Welcome to Sundays With Clyfford Still. I’m your host, M.K. Hajdin.
This is number 10 in the series. You can read the other posts here.
Jagged orange stalagmites are submerged in a blue haze that turns them violet, as if we have stepped into a cave in the gloaming, or are underwater.
The best works are often those with the fewest and simplest elements… until you look at them a little more, and things start to happen. — Clyfford Still
In last week’s column I linked to some pages from regular people who visited the Clyfford Still Museum in Denver. By regular people, I mean people who are not officially part of the art world. They ventured opinions about what they saw, but qualified them with statements like, “Art experts would probably think I’m an idiot for saying this but…”

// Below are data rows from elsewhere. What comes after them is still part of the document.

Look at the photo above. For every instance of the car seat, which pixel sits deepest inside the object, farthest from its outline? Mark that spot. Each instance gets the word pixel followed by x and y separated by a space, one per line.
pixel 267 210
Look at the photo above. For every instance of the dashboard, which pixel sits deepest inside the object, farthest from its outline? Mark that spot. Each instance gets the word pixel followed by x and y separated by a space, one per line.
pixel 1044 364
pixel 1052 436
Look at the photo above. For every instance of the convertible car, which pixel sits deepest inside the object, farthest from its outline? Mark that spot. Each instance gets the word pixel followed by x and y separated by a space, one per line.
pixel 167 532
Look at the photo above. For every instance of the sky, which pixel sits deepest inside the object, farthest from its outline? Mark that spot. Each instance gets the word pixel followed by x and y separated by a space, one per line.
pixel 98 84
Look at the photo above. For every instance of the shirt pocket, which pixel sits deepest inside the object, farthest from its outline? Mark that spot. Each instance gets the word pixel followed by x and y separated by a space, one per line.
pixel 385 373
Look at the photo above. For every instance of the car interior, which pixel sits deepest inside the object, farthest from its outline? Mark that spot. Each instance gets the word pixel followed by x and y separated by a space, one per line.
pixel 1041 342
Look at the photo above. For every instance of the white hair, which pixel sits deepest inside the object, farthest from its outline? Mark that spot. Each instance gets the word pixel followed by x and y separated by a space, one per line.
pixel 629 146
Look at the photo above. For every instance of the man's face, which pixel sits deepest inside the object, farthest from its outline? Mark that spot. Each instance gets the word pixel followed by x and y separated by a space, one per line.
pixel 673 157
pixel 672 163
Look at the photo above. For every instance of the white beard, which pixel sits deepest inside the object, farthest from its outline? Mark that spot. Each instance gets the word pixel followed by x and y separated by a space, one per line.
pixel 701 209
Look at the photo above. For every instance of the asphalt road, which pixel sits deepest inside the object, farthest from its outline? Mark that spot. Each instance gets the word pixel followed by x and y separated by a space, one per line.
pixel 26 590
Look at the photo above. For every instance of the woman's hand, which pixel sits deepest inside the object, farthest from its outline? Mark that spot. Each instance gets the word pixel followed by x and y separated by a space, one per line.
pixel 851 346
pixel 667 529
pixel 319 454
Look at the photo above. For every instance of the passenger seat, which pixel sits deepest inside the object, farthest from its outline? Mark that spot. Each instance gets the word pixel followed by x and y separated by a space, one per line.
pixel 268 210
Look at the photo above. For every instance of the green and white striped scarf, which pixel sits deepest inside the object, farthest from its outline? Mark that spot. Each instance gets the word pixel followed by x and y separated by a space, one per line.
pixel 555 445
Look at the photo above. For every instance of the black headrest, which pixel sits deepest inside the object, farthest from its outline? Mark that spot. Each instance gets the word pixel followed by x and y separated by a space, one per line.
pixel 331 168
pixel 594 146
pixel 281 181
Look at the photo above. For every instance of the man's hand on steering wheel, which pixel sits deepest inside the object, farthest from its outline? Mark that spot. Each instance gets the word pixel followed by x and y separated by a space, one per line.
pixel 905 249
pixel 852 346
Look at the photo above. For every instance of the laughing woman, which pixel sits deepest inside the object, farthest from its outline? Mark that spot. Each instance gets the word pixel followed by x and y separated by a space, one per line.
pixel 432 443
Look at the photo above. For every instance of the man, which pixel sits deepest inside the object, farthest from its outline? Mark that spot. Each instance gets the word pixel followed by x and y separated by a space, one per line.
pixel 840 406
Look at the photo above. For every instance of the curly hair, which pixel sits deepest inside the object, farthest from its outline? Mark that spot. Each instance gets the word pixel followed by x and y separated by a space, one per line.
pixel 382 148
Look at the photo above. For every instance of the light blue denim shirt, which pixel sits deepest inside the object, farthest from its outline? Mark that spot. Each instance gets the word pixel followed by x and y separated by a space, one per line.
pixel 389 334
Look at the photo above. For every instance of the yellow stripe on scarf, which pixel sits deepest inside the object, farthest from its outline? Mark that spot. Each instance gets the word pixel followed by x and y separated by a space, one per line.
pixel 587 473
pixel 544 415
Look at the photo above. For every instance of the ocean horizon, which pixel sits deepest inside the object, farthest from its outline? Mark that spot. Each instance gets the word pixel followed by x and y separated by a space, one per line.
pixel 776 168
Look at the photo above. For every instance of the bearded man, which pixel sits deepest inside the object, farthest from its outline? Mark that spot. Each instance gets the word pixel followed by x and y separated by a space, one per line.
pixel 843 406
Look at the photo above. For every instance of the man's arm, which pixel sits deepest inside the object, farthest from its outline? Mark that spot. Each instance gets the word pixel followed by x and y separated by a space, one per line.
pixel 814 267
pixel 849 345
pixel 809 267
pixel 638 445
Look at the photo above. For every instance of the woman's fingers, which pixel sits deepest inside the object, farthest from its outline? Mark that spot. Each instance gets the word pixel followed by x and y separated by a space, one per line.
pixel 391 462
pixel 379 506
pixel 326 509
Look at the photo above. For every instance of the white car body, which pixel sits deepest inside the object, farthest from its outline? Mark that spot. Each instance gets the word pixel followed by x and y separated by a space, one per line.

This saddens but doesn’t surprise me. We’ve been spoon-fed “expert” opinions for so long that many of us don’t trust our own judgment any more. We have been conditioned to sit passively and wait for The Man (it’s nearly always a man) to tell us what things mean.
Don’t let the art world intimidate you. Curators, critics and historians may have the educational background it takes to view art in a broader context, but that’s not what they spend most of their time doing: mostly, they show off their vocabularies, bitch-fight with their colleagues, suck up to anyone with money or power, and shore up their self-importance by putting on snooty airs in public. They are just as silly as the rest of us, only more articulate about it.
Clyfford Still was only too well acquainted with human nature. He despised elitism, and if he were here today he’d be the first to tell you what I am telling you now: your opinion is as good as anyone else’s, whether you can express it in the right language or not.
The art you see belongs to you. Whatever meaning you find in it is yours. The artist puts the elements in front of you, but when flung into the cauldron of your mind, you will come up with your own unique magic brew. That’s how art is supposed to work.
No one can tell you that you’re wrong, because art isn’t mathematics. In art there isn’t any right or wrong answer, and anyone who tries to convince you that their opinion is more valid than yours just because they have a fancy degree, is a wanker. Feel free to quote me on that.
We are as one.
That is one stunning painting, Cap’n. Still is one of those artists – for obvious reasons (himself) – that it’s easy for folk to kinda overlook when doing the whole Abst Exp ‘glamour’ thing, but I’m learning here that he was probably the greatest of the lot (tho’ I have the softest of spots for de Kooning; Pollock was in every sense a dead end.)
So thanks for these, and thanks also for the link! 🙂
I like Rothko a whole lot.
I don’t think Pollock was a dead end (at least not artistically) but he’s been over-glamorized.
Me too: I adore Rothko, but for some reason keep him separate in my head. Pollock/Schmollock; gimme Krasner. Or Frankenthaler.